Robert Polito: JIM THOMPSON. Una biografia selvaggia, Alet, Padova 2009

Le fortune di Jim Thompson cominciarono da noi davvero solo a seguito del film di Bertrand Tavernier Coup de torchon (1981) e della riproposta, da Longanesi, di Pop. 1280, ribattezzato “Colpo di Spugna”, così da collegarlo meglio al film. Col titolo originale (quello del cartello stradale di Pottsville, con l'indicazione del numero degli abitanti) era stato pubblicato molti anni prima (1966) da Mondadori in una collana non esattamente fortunata, “i rapidi”, dove comparvero una trentina di titoli (i libri della serie “Matt Helm”, allora ridotti per lo schermo, il Viaggio Allucinante di Asimov, La Maschera di Dimitrios di Eric Ambler, libri di Fred Hoyle, di Stanley Ellin, di Ross MacDonald e di altri) fra i quali anche Fatti furbo, Bugs! (Wild Town) sempre di Thompson. Ad accendere un genuino interesse non era stato sufficiente, qualche anno prima, l'uscita di un altro film - per altro diretto da Sam Peckimpah e il cui successo fu indiscutibile - tratto da un suo libro, Getaway. Anche questo fu pubblicato (nel 1972) da Mondadori, ma nel “Giallo” settimanale. Si potrebbe pensare che fu la collocazione del libro in una collana arcinota e popolare, vissuta tuttavia “con fretta” dai lettori, a rallentare l'acquisizione della fama, viceversa il grande successo internazionale (compresi gli USA) a Jim Thompson arrise più o meno contemporaneamente a quello italiano. Da allora questo autore, in forza di una credibile, non meno che nichilista, esplorazione del male, è entrato fra quelli per tanti versi imprescindibili, tanto da meritarsi l'appellativo di “Dostoevskij pulp”, affibbiatogli dal poeta Geoffrey O'Brien. La biografia di Robert Polito, onorata da prestigiosi premi letterari, costituisce un po' il vertice di questo interesse prevalentemente postumo (Thompson morì nel 1977).

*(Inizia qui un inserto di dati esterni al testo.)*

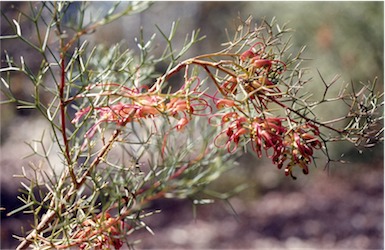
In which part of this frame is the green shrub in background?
[1,2,383,249]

L'ampiezza di questa biografia, per non parlare del tono, fa sì che la si possa paragonare a imponenti sforzi esegetici come quelli profusi da George Painter in Proust o da Richard Ellmann in Joyce, Yeats e Wilde. Una buona fetta di tale imponenza la si deve alla minuzia con cui Polito scava nelle premesse famigliari di Thompson, soprattutto a proposito dell'ingombrante figura del padre, uno sceriffo che ricorda quelli duri e corrotti dei suoi romanzi. Questa parte appesantisce non poco la lettura, ancorché si tratti di episodi degni del romanzesco, ma è nel contempo un formidabile indicatore psicologico della cui necessità ci si rende meglio conto quando Polito passa a raccontarci delle vicissitudini di Thompson nella sfera del lavoro e, immancabilmente, della sua vicenda di scrittore sfortunato, attraverso l'eterogeneo montare di libri e vita con esami approfonditi degli uni e dell'altra, per non parlare dei suoi rapporti col cinema.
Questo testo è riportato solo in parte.